Global airline profits are projected to nearly halve in 2026 to around US$23 billion, down from US$45 billion in 2025, mainly due to a roughly 70% increase in jet fuel prices triggered by the Middle East conflict [1, 2, 3, 4, 5, 6, 7]. Airlines face longer flight routes and higher costs as key Middle East air corridors remain disrupted, pushing fuel burn and operational expenses up worldwide [2, 8, 4, 7].
Despite these pressures, passenger demand remains strong, with global passenger volume expected to grow about 2.4% to 5.1 billion travelers in 2026 [2, 5, 7]. Airlines have raised ticket prices, helping ticket revenues rebound to between US$839 billion and US$1.16 trillion, driven by an expected load factor of 84% in 2026 [2, 9, 8, 4, 7]. However, the average net profit per passenger is forecast to fall sharply from about US$9.10 in 2025 to US$4.50 in 2026, signaling much tighter margins [3, 5, 7].
Jet fuel costs continue to weigh heavily on profits. Fuel expenses are projected to rise nearly 40% year-on-year to about US$350 billion, comprising roughly 31% of airlines' operating costs, up from 25.4% in 2025 [3, 7]. Supply chain disruptions and the blockage of the Strait of Hormuz have pushed prices higher, with no immediate fuel shortages but persistent elevated prices expected throughout 2026 [10]. The global production of sustainable aviation fuel (SAF) remains stagnant at roughly 2.4 million tonnes, just under 1% of total jet fuel demand, with SAF prices rising from about US$2,000 per tonne in February to US$3,000 in May 2026 [1].
Middle East airlines are expected to lose money due to airspace closures and operational challenges, while carriers in other regions remain profitable but see reduced earnings [3, 7]. Asia-Pacific airlines face a net profit decline from about US$9.8 billion in 2025 to US$6.6 billion in 2026, largely due to fuel price impacts and their reliance on Middle East crude oil imports [2, 9, 8]. Some Asian carriers have cut schedules or rerouted flights due to Middle East conflict-related airspace restrictions, but Asia-Pacific airlines have gained market share on Europe-Asia routes, cutting into Middle East carriers’ dominance [2, 8, 10].
U.S. carriers show a growing divide: network airlines investing in premium offerings fare better financially, while low-cost carriers struggle with tight margins amid rising fuel costs [11]. United Airlines CEO Scott Kirby noted, "Air travel is not a commodity. Customers care about the technology, the service, the reliability, the product. They want a great experience.

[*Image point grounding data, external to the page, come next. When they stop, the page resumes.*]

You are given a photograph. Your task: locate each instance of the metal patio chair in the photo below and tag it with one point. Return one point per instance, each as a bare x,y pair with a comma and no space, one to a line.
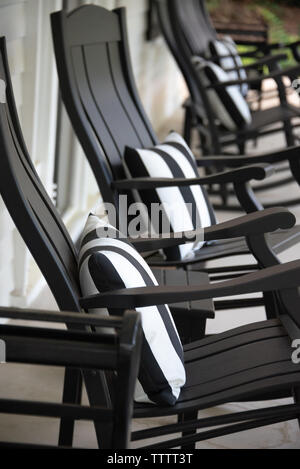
250,363
77,347
199,114
191,37
100,96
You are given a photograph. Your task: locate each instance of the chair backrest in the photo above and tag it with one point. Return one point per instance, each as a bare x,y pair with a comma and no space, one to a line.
115,349
172,42
31,208
98,89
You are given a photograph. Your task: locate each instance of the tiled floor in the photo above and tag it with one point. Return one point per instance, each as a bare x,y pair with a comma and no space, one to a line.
38,382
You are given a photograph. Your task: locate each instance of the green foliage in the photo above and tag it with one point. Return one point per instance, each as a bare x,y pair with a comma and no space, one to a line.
272,14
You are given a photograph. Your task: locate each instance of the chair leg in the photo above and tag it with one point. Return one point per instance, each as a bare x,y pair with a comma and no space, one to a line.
187,130
187,417
97,387
71,395
271,305
296,393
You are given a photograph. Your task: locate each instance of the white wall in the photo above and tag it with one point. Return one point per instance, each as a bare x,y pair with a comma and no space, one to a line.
26,25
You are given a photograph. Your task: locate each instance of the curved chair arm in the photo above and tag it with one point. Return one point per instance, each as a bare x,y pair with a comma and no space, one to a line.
291,72
240,175
62,317
234,161
268,60
280,277
265,221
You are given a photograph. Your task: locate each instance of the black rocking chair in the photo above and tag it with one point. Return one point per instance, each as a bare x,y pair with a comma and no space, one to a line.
117,352
250,363
99,93
188,40
199,114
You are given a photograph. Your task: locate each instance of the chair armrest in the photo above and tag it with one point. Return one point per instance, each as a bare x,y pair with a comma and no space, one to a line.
256,223
240,175
268,60
292,72
234,161
62,317
280,277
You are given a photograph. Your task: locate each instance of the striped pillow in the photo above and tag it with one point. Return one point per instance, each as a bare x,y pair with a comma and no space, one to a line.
185,208
107,261
227,57
228,103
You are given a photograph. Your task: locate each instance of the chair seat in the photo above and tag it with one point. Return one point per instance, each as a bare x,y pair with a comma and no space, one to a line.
280,241
241,364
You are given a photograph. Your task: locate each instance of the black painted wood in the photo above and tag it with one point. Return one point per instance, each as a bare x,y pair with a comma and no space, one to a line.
46,346
100,95
247,363
188,31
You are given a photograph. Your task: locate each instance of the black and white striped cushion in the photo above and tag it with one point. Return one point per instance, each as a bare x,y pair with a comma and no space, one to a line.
228,103
227,57
191,208
107,261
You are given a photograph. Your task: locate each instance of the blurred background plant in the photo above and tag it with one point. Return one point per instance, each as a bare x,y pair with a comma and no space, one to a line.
282,17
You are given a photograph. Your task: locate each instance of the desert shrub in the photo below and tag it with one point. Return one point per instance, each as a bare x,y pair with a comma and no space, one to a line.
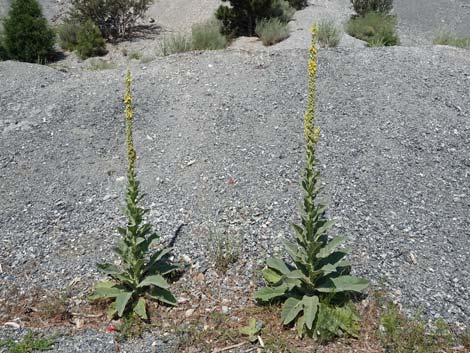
67,35
115,19
447,38
364,6
27,34
315,285
241,18
176,43
142,270
298,4
207,36
272,31
329,35
89,41
374,28
96,64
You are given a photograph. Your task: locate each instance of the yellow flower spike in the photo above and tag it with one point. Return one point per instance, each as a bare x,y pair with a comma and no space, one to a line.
129,110
311,133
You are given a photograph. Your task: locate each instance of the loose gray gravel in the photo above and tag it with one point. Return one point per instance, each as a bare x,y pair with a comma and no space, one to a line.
394,156
421,20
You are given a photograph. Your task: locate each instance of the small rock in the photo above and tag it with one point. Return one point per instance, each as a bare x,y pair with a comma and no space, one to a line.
12,324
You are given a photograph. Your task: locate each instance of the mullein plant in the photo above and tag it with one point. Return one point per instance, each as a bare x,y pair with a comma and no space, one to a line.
141,274
315,286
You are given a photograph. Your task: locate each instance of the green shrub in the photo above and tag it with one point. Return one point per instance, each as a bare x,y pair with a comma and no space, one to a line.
374,28
241,18
298,4
142,271
362,7
115,19
272,31
207,36
99,64
176,43
89,41
67,35
29,343
446,38
315,285
27,35
329,35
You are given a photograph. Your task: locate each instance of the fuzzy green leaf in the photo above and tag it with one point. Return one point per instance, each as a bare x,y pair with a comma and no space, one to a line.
310,310
267,293
111,311
104,290
121,302
271,276
330,247
156,280
140,309
278,265
109,269
292,308
162,295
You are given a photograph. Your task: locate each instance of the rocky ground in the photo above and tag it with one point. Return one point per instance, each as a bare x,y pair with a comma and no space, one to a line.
219,138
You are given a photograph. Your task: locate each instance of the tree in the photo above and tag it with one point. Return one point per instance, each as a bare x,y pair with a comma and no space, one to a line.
241,17
27,34
114,18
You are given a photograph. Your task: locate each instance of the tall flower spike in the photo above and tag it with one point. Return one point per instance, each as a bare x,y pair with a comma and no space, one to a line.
312,133
131,153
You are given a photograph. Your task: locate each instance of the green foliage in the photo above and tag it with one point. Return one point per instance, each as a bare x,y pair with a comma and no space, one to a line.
89,41
298,4
99,64
329,35
251,330
241,18
29,343
375,28
27,34
403,335
362,7
207,36
446,38
67,35
115,19
315,285
142,270
272,31
176,43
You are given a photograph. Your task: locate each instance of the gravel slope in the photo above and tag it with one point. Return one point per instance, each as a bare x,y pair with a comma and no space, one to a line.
420,20
394,152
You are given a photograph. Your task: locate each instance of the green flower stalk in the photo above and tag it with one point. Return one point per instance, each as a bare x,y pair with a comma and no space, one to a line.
141,273
315,286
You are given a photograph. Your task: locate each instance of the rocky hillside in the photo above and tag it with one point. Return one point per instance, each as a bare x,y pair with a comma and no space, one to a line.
220,140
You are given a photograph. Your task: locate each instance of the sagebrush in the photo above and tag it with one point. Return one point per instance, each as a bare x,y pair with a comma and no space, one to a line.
115,19
242,16
27,35
364,6
375,28
141,274
329,35
315,286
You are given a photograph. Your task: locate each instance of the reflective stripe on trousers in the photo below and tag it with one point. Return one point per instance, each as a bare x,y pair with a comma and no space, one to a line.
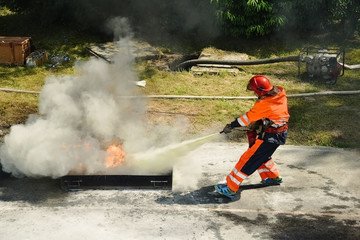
258,156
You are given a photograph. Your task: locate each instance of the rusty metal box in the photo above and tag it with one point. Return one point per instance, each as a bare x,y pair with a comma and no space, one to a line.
14,50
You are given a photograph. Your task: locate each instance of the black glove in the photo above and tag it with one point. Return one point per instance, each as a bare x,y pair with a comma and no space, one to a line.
227,128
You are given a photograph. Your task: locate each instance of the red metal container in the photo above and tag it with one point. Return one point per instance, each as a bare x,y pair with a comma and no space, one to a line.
14,50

They don't just want a seat." [11]
Aircraft shortages and supply chain delays persist, with a backlog of about 18,100 planes as of May 2026 forcing airlines to operate older fleets that have higher leasing and maintenance costs [3]. Willie Walsh, IATA Director-General, said, "It’s a tough year for all airlines, but especially for those whose balance sheets have not yet recovered from Covid-19." He pointed to "two major factors: the significant increase in jet fuel prices, which has gone way higher than I think anybody would have expected, and then the disruption to the airlines in the Gulf region." [2, 4]
The International Air Transport Association (IATA) held its annual general meeting on June 7, 2026, in Rio de Janeiro, where the revised profit outlook and operational challenges linked to the Middle East conflict were presented [2, 9, 8, 3, 4, 7]. IATA also highlighted concerns over the slow growth of sustainable aviation fuel supply during a sustainability briefing on June 6 [1]. The next IATA annual meeting and world aviation summit are scheduled for June 2027 in Xiamen, China [3].